Does anyone write old-fashioned letters anymore? In front of the Howard Center at 300 Flynn Avenue in Burlington, a collection of 13 decorated mailboxes pays tribute to the history of the United States Postal Service and to the human bonds forged over centuries by handwritten communication.

The outdoor installation, titled Connections, opened to the public on Sept. 10 during Burlington’s South End Art Hop, an annual three-day festival, with members of the Howard Center Arts Collective uncovering their veiled works one by one before a crowd.

It was one of two major fall events for the arts program. Call and Response is an exhibition hosted by the Fleming Museum.

The Arts Collective describes itself as “an alternative arts program for people who have lived experience with mental health and/ or substance use challenges” and includes Howard Center clients, staffers, and unaffiliated community members.

“Our mission is really to create opportunities to make art together, to share our art with one another and learn from one another – and then also to exhibit our work to the community,” Arts Collective Coordinator Kara Greenblott said.

Connections casts a skeptical eye upon the dominance of email, Facebook, and Twitter today. An introductory statement by artist Sarah Robinson, read aloud at the opening, criticized the “fractured” thought processes of the internet era and the “reduced services” and slowed delivery times at USPS.

According to Eryn Sheehan, the group’s studio manager, the project that would become Connections began in 2020, when the Arts Collective started to solicit donations of old mailboxes. “We posted on Front Porch Forum and different places around town. And then we’ve been painting them and working on this exact project since spring,” she recounted.
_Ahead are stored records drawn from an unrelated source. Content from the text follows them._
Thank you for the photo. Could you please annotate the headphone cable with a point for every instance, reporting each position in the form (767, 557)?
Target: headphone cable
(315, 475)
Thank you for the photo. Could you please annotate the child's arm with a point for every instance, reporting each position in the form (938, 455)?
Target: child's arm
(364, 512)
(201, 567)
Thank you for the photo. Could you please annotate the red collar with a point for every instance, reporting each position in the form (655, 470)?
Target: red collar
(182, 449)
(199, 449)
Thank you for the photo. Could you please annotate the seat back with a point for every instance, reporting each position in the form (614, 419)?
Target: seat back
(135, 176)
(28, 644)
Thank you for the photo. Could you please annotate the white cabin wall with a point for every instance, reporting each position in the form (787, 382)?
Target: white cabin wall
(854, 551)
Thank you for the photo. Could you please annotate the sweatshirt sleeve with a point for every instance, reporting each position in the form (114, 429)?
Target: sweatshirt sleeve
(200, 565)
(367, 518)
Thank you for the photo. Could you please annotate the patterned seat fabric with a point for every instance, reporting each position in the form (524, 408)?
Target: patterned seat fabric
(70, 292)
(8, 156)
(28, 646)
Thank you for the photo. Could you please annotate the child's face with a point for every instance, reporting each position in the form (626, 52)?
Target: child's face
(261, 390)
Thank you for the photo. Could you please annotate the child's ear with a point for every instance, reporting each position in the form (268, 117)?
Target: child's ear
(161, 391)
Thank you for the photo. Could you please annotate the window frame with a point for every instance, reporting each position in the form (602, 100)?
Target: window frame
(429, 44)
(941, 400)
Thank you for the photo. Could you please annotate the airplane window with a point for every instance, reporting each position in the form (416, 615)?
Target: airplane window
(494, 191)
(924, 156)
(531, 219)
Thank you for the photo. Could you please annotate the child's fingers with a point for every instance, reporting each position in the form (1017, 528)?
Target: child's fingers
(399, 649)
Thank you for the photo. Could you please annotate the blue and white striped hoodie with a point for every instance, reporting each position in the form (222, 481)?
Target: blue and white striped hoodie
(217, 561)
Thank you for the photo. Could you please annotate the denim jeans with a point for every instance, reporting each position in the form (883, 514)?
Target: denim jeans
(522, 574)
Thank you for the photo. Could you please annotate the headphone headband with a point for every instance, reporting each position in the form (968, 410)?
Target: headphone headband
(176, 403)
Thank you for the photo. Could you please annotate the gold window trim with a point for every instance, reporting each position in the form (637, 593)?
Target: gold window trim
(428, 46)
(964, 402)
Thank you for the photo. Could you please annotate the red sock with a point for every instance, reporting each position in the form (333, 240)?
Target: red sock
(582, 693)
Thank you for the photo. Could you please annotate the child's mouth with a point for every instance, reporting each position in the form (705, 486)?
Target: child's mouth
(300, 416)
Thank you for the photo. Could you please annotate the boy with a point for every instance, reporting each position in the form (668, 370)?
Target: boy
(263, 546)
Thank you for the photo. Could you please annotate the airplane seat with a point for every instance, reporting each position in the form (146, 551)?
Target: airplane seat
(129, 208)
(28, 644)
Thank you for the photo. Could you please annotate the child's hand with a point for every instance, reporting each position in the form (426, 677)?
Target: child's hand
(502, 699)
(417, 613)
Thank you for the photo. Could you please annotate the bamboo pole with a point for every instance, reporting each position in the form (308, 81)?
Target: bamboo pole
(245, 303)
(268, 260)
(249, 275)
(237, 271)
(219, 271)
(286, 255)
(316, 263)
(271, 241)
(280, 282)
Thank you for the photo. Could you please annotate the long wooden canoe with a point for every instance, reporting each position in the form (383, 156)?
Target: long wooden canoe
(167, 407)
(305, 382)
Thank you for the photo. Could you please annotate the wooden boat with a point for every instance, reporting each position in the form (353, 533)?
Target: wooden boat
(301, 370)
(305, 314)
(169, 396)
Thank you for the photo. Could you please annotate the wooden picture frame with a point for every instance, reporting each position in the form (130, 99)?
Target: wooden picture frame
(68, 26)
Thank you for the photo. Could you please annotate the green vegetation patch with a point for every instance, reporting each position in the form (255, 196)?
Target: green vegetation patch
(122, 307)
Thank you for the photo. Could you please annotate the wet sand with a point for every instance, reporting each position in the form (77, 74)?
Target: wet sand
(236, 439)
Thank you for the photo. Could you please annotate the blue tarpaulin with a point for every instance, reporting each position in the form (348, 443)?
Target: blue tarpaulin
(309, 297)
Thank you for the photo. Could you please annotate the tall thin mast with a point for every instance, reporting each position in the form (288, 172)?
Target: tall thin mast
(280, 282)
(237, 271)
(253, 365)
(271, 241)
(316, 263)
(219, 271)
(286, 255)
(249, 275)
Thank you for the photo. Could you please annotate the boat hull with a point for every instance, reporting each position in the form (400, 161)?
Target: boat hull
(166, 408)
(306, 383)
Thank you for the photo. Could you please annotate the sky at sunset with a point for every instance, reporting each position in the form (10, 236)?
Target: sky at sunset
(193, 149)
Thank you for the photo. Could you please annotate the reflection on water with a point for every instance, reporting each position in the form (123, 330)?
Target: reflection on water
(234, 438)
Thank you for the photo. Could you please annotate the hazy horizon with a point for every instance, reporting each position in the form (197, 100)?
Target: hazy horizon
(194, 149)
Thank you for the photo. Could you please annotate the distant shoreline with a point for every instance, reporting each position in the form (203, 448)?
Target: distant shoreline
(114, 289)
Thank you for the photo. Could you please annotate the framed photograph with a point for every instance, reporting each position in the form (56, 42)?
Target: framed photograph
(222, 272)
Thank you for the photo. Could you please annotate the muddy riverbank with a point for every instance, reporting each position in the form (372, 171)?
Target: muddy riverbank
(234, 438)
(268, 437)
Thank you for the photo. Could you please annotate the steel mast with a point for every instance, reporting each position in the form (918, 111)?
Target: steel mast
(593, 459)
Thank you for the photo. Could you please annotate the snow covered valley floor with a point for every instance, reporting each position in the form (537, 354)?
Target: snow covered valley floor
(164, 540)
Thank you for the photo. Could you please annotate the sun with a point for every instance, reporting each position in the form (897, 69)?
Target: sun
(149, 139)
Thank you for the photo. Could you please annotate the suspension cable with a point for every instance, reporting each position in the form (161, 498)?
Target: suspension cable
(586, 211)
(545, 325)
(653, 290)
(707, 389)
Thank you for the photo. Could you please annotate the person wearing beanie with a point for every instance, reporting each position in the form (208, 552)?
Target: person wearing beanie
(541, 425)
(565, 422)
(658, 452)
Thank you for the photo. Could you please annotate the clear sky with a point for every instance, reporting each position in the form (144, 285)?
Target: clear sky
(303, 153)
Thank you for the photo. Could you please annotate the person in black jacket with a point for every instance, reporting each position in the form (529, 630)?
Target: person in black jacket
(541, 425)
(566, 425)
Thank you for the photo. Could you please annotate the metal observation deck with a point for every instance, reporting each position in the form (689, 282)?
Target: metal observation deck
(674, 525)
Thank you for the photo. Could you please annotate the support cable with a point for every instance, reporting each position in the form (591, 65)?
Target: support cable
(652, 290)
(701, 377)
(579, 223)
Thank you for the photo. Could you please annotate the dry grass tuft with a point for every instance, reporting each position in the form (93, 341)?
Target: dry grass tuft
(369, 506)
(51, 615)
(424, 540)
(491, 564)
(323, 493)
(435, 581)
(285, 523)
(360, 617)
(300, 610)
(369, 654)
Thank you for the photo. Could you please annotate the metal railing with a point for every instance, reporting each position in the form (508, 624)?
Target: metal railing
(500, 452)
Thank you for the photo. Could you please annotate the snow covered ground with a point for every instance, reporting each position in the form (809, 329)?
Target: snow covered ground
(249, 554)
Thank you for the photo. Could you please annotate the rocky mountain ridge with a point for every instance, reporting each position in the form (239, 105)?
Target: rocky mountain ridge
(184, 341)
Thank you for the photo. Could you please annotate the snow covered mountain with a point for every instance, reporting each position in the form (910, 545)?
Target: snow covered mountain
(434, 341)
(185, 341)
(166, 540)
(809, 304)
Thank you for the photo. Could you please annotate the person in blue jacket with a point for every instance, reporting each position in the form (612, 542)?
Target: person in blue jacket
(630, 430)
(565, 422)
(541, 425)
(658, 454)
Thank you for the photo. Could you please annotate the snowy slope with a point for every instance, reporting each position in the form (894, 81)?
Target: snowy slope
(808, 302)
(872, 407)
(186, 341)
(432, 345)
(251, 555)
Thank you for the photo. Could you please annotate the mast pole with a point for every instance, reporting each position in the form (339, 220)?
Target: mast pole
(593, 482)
Each mailbox sits on a six-foot post, sunk into concrete. Sheehan expects the installation to withstand Vermont’s winter weather and to last for one and a half to two years in the Howard’s meditation garden.

The painted mailboxes display both abstract and figurative designs. Sheehan, who joined the Arts Collective four and a half years ago as a Howard Center client, pointed to the “little musical symbols” on her mailbox, noting that she had drawn inspiration from what she called “the music of the spheres” – the sounds that she can hear “coming from trees and different celestial bodies.”

A newer member, Vesna Dye, joined the collective after hearing about Connections at Pathways Vermont. “I’m not much of an artist, but I said I’ll do it because I love the post office, and I’m writing hundreds of letters everywhere in the world,” she explained.

Dye borrowed her mailbox design from a “thinking of you” card that she received shortly after signing up for the project. Raised in Croatia, Dye lived in Canada and California before moving to Vermont and, by her account, relies on letters, cards, and packages to stay close to family members and friends.

“I only write short emails,” Dye related. “The letters are, I think, much more personal. They’re much more creative – you can say more. I have this nice paper that I like to get, and then a nice card, and I’m hoping people are saving this.”